The extracts will be divided into 80,10,10 for training, validation, and testing in this article.

In BigQuery, we need a repeatable sample of the data for machine learning. Change the ‘8’ in the query above to ‘= 8’ to receive validation data, and ‘= 9’ to get testing data. As a result, 10% of samples are validated and 10% are tested.

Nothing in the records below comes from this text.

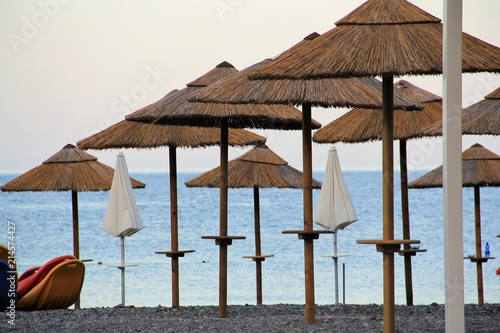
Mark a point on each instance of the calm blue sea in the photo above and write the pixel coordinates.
(44, 230)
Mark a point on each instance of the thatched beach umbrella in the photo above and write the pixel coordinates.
(481, 118)
(480, 167)
(176, 111)
(386, 38)
(70, 169)
(355, 92)
(258, 168)
(362, 125)
(131, 134)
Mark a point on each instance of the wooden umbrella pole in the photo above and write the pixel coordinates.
(479, 265)
(258, 263)
(223, 220)
(76, 238)
(388, 199)
(308, 213)
(405, 213)
(174, 225)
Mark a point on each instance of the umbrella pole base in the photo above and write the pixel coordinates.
(175, 255)
(223, 242)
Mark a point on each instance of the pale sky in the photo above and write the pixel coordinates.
(70, 68)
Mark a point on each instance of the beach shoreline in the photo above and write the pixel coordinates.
(249, 318)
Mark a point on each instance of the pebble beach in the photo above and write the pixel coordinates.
(284, 318)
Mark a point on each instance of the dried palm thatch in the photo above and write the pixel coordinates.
(176, 110)
(70, 169)
(400, 38)
(363, 125)
(387, 38)
(260, 167)
(480, 167)
(342, 92)
(481, 118)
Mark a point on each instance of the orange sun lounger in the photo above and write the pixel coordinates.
(33, 276)
(59, 289)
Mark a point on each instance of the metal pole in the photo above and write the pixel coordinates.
(452, 176)
(343, 283)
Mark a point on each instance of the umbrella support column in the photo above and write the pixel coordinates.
(76, 238)
(308, 234)
(122, 267)
(405, 213)
(336, 267)
(223, 240)
(479, 264)
(258, 257)
(388, 198)
(308, 212)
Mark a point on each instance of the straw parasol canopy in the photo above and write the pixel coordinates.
(131, 134)
(481, 118)
(258, 168)
(326, 92)
(318, 92)
(362, 125)
(176, 111)
(70, 169)
(400, 39)
(480, 167)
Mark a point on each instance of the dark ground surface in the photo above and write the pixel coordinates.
(264, 318)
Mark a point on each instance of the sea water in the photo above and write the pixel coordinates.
(43, 230)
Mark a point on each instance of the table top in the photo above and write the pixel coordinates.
(122, 266)
(223, 237)
(479, 259)
(263, 256)
(173, 252)
(412, 251)
(388, 241)
(307, 232)
(340, 255)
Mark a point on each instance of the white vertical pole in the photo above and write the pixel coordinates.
(452, 171)
(335, 266)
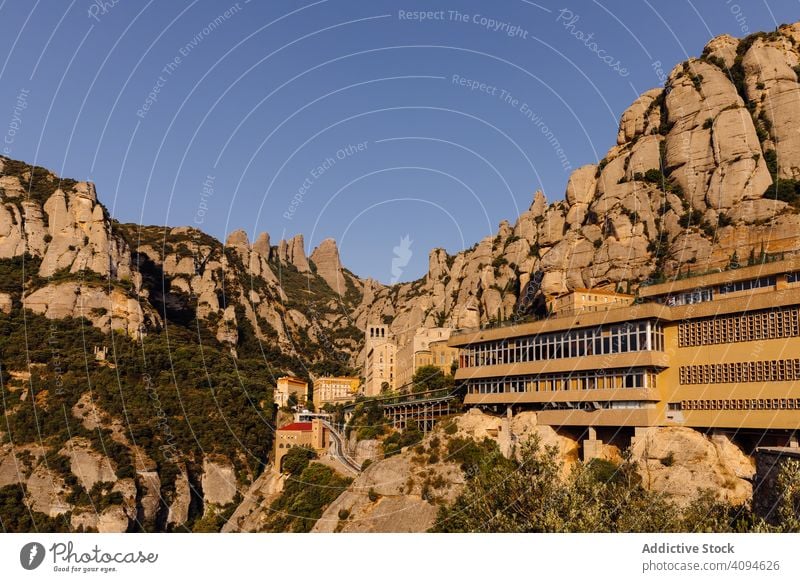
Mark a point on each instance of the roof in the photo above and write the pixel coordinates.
(595, 292)
(294, 379)
(303, 426)
(722, 277)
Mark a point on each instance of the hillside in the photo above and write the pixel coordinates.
(173, 427)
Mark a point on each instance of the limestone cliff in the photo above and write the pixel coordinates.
(402, 493)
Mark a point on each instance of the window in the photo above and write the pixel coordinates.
(746, 285)
(629, 337)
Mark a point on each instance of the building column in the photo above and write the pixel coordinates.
(592, 446)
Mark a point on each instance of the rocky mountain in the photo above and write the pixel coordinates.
(704, 167)
(404, 492)
(705, 171)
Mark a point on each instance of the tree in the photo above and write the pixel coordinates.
(532, 494)
(297, 459)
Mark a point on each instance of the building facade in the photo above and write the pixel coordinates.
(417, 351)
(719, 351)
(288, 385)
(331, 390)
(312, 435)
(379, 363)
(582, 300)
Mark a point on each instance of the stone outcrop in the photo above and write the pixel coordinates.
(292, 252)
(326, 259)
(402, 497)
(681, 462)
(219, 482)
(254, 510)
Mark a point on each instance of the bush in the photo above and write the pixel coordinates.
(397, 441)
(297, 459)
(304, 498)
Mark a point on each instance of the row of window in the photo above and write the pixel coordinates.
(735, 372)
(576, 381)
(689, 297)
(738, 404)
(746, 327)
(629, 337)
(746, 285)
(598, 405)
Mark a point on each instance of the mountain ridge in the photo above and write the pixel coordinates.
(705, 174)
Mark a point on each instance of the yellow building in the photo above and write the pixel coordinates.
(581, 300)
(288, 385)
(379, 360)
(417, 351)
(330, 390)
(312, 434)
(719, 351)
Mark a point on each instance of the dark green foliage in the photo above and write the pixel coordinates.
(178, 398)
(367, 420)
(297, 459)
(39, 183)
(429, 378)
(531, 495)
(471, 454)
(215, 518)
(304, 499)
(396, 441)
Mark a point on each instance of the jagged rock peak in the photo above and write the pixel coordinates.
(238, 240)
(261, 246)
(292, 252)
(329, 266)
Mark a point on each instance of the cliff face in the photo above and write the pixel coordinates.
(705, 168)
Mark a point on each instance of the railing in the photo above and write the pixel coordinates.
(418, 397)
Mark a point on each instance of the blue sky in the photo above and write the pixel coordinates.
(362, 121)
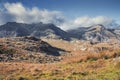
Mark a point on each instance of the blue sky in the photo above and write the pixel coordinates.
(72, 9)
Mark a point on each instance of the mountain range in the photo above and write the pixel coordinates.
(95, 33)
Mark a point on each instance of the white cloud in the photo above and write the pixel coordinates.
(19, 13)
(25, 15)
(87, 21)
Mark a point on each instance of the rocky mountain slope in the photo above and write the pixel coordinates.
(96, 33)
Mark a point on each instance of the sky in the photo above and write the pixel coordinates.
(66, 14)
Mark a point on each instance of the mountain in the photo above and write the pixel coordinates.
(96, 33)
(13, 29)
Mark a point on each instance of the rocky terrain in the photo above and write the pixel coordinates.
(45, 52)
(95, 33)
(13, 29)
(28, 49)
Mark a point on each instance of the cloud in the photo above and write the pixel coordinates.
(87, 22)
(19, 13)
(22, 14)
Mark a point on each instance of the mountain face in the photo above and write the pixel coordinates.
(97, 33)
(13, 29)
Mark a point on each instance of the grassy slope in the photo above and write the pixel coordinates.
(75, 67)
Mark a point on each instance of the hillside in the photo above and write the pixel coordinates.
(13, 29)
(82, 61)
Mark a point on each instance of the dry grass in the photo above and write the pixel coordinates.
(79, 65)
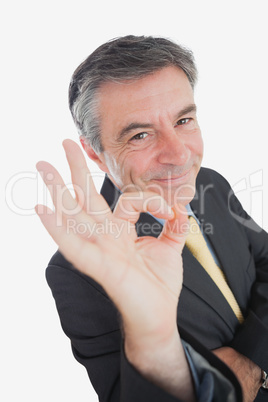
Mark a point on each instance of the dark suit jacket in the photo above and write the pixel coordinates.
(91, 321)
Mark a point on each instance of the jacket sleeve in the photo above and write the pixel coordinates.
(91, 321)
(251, 337)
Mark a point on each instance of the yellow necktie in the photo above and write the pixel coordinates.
(198, 247)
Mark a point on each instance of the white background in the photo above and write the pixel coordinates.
(42, 43)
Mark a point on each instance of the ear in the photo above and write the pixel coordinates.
(97, 158)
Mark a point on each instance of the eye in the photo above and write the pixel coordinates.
(181, 122)
(139, 136)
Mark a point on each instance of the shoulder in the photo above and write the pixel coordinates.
(209, 176)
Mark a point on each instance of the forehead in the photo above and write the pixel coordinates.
(147, 99)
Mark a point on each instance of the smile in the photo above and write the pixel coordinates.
(174, 179)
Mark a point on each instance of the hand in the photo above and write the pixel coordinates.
(247, 372)
(142, 276)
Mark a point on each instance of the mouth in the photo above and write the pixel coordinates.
(174, 179)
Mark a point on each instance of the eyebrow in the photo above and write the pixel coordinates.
(136, 125)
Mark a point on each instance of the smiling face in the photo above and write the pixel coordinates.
(150, 135)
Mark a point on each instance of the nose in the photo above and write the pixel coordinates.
(173, 149)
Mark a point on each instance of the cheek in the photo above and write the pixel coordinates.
(196, 145)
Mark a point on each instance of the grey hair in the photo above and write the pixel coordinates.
(125, 58)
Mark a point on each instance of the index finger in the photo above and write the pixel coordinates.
(86, 194)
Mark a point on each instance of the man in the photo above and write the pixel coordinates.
(132, 101)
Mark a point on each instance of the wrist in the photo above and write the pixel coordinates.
(264, 379)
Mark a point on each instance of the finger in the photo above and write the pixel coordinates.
(176, 229)
(130, 205)
(67, 209)
(86, 194)
(75, 249)
(61, 196)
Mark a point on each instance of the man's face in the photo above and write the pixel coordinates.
(150, 135)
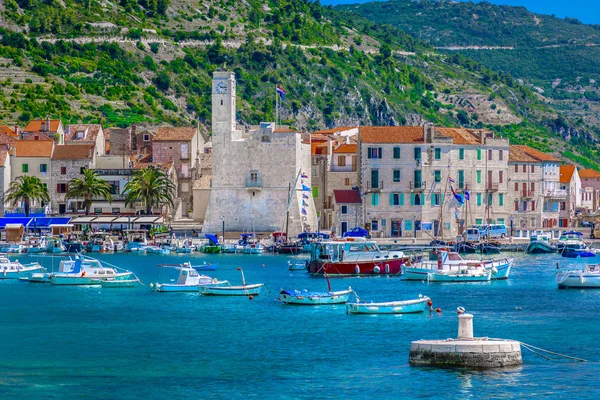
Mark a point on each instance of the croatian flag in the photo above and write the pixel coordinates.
(281, 92)
(457, 196)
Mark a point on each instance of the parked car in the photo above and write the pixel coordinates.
(357, 232)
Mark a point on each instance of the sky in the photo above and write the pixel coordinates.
(587, 11)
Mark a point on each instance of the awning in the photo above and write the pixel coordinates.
(149, 220)
(103, 220)
(83, 220)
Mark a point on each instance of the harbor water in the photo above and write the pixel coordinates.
(63, 342)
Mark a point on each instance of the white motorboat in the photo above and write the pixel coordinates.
(86, 271)
(390, 307)
(445, 263)
(228, 290)
(587, 278)
(189, 280)
(16, 270)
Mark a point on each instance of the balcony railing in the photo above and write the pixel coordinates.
(254, 183)
(527, 194)
(556, 194)
(374, 186)
(418, 186)
(492, 187)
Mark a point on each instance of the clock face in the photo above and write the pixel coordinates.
(221, 87)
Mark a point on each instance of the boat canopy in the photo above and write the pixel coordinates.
(212, 239)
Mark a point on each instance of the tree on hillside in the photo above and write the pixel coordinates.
(150, 186)
(88, 188)
(27, 189)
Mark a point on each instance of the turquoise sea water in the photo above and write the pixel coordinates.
(92, 343)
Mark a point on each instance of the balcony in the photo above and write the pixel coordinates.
(527, 194)
(418, 186)
(556, 194)
(254, 184)
(374, 186)
(492, 187)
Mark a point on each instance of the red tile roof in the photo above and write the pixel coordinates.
(36, 125)
(346, 148)
(391, 134)
(566, 173)
(347, 196)
(72, 152)
(34, 148)
(589, 173)
(171, 134)
(537, 154)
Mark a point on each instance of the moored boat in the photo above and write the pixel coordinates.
(540, 244)
(354, 257)
(15, 270)
(451, 262)
(587, 278)
(228, 290)
(390, 307)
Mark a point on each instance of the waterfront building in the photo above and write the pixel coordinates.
(347, 211)
(182, 146)
(258, 175)
(88, 134)
(44, 128)
(576, 199)
(334, 159)
(405, 173)
(67, 162)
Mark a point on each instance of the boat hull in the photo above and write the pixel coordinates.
(243, 290)
(295, 297)
(391, 307)
(388, 267)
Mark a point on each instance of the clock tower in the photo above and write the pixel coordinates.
(224, 125)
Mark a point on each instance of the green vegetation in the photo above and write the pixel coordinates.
(26, 189)
(88, 188)
(150, 186)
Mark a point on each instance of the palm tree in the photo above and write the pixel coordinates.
(27, 189)
(88, 187)
(151, 186)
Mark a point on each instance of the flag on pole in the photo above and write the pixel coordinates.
(457, 196)
(281, 92)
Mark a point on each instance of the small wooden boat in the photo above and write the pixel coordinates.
(227, 290)
(298, 266)
(587, 278)
(540, 244)
(390, 307)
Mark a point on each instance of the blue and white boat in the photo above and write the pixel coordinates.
(540, 244)
(576, 250)
(587, 278)
(16, 270)
(450, 266)
(390, 307)
(86, 271)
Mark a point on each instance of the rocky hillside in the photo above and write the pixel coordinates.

Need to write the SQL query inside triple inverted commas and then pass the query to the client query for processing. The Big Query will process the query and return the output which is needed to be stored in a variable and it could be converted into a pandas dataframe using ‘to_dataframe’.

The whole dataset

query = """
SELECT age, workclass, functional_weight, education, education_num, marital_status, occupation, relationship, race, sex, capital_gain, capital_loss, hours_per_week, native_country, income_bracket
FROM `bigquery-public-data.ml_datasets.census_adult_income` """
dataset = client.query(query).to_dataframe()

Training set

query = """
SELECT age, workclass, functional_weight, education, education_num, marital_status, occupation, relationship, race, sex, capital_gain, capital_loss, hours_per_week, native_country, income_bracket
FROM `bigquery-public-data.ml_datasets.census_adult_income`
WHERE MOD(ABS(FARM_FINGERPRINT(CAST(functional_weight AS STRING))), 10) < 8 """
train_dataset = client.query(query).to_dataframe()

Testing set

query = """
SELECT age, workclass, functional_weight, education, education_num, marital_status, occupation, relationship, race, sex, capital_gain, capital_loss, hours_per_week, native_country, income_bracket
FROM `bigquery-public-data.ml_datasets.census_adult_income`
WHERE MOD(ABS(FARM_FINGERPRINT(CAST(functional_weight AS STRING))), 10) = 9 """
test_dataset = client.query(query).to_dataframe()

Validation set

query = """
SELECT age, workclass, functional_weight, education, education_num, marital_status, occupation, relationship, race, sex, capital_gain, capital_loss, hours_per_week, native_country, income_bracket
FROM `bigquery-public-data.ml_datasets.census_adult_income`
WHERE MOD(ABS(FARM_FINGERPRINT(CAST(functional_weight AS STRING))), 10) = 8 """
eval_dataset = client.query(query).to_dataframe()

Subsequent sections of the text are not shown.